Marine Survey Equipment

(20) FIG. 1B shows an overhead view of a marine survey system 100 in accordance with at least some embodiments of the invention, wherein paravanes are used to control streamer positioning. In particular, FIG. 1B shows a survey vessel 102 having onboard equipment 104, such as navigation, energy source control, and data recording equipment. Survey vessel 102 is configured to tow one or more sensor streamers 106A-F through the water and one or more sources 130 (one shown here). While FIG. 1 illustratively shows six streamers 106, any number of streamers 106 may be equivalently used. In other surveys, ocean bottom cables (OBC) or ocean bottom nodes (OBN, cable free receivers) are used instead, thus obviating many towed streamer issues.

(21) The streamers 106 are coupled to towing equipment that maintains the streamers 106 at selected lateral positions with respect to each other and with respect to the survey vessel 102. The towing equipment may comprise two paravane tow lines 108A and 108B each coupled to the vessel 102 by way of winches 110A and 110B, respectively. The winches enable changing the deployed length of each paravane tow lines 108. The second end paravane tow line 108A is coupled to a paravane 112, and the second end of paravane tow line 108B is coupled to paravane 114. In each case, the tow lines 108A and 108B couple to their respective paravanes through respective sets of lines called a “bridle”.

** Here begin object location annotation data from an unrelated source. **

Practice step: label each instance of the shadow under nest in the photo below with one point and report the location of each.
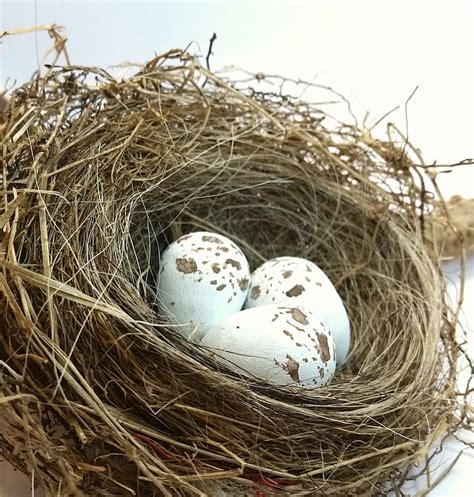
(100, 396)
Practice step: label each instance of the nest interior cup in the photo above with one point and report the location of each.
(99, 395)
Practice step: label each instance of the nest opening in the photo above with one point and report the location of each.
(98, 180)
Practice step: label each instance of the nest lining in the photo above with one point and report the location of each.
(100, 395)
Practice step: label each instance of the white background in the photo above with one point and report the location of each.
(375, 53)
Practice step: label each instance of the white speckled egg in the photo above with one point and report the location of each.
(203, 278)
(278, 344)
(295, 281)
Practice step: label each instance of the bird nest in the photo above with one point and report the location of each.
(100, 396)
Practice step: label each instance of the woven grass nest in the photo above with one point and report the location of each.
(98, 396)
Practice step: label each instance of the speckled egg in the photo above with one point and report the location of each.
(203, 278)
(295, 281)
(278, 344)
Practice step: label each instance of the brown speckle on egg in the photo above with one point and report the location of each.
(295, 291)
(323, 344)
(243, 284)
(298, 315)
(233, 263)
(186, 266)
(212, 239)
(291, 367)
(255, 292)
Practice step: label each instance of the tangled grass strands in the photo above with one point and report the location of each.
(100, 396)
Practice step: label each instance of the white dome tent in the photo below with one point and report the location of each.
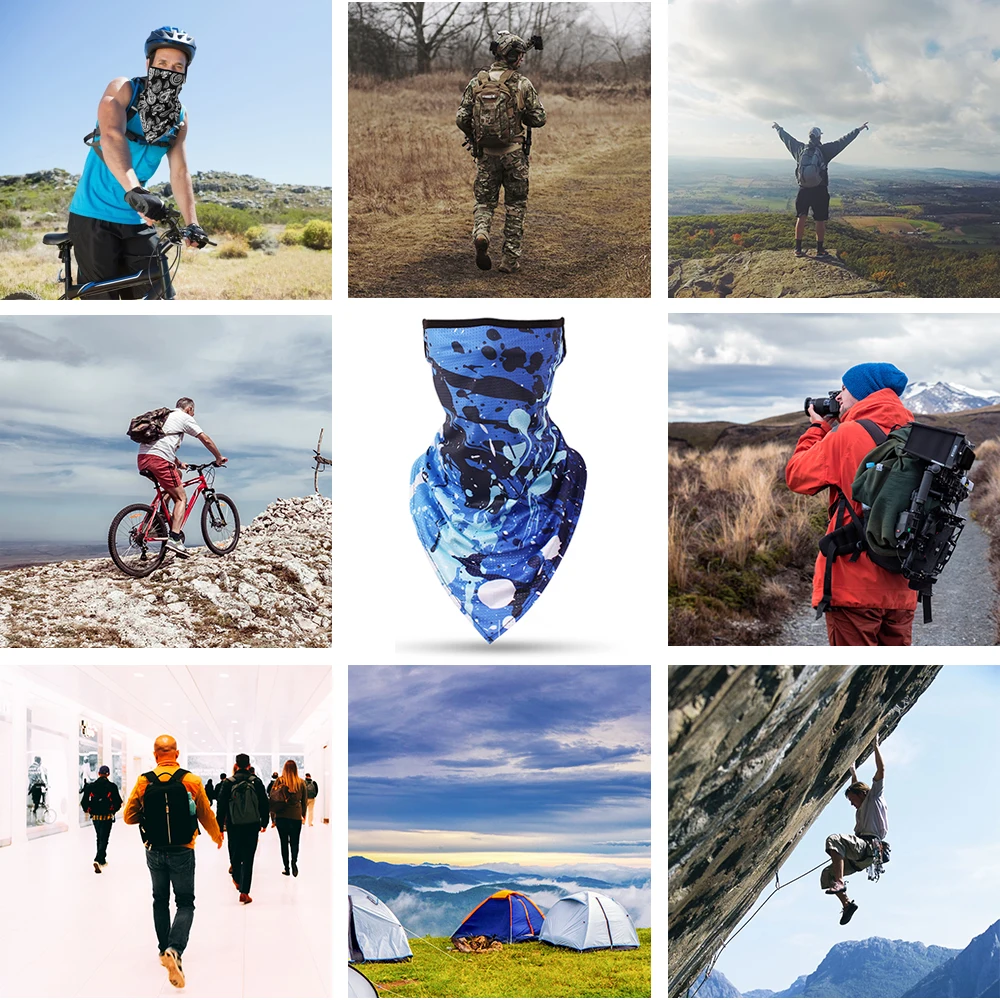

(22) The paravanes 112 and 114 are each configured to provide a lateral force (transverse to the direction of motion) component to the various elements of the survey system when the paravanes are towed in the water, as will be explained below. The lateral force component of paravane 112 is opposed to that of paravane 114. For example, paravane 112 may create a force as illustrated by arrow 116, and the lateral component of force 116 is shown by arrow 117. Likewise, paravane 114 may create a force as illustrated by arrow 118, and the lateral component of force 118 is shown by arrow 119. The combined lateral forces of the paravanes 112 and 114 separate the paravanes from each other until they put one or more spreader lines 120, coupled between the paravanes 112 and 114, into tension. The paravanes 112 and 114 either couple directly to the spreader line 120, or as illustrated couple to the spreader line by way of spur lines 122A and 122B.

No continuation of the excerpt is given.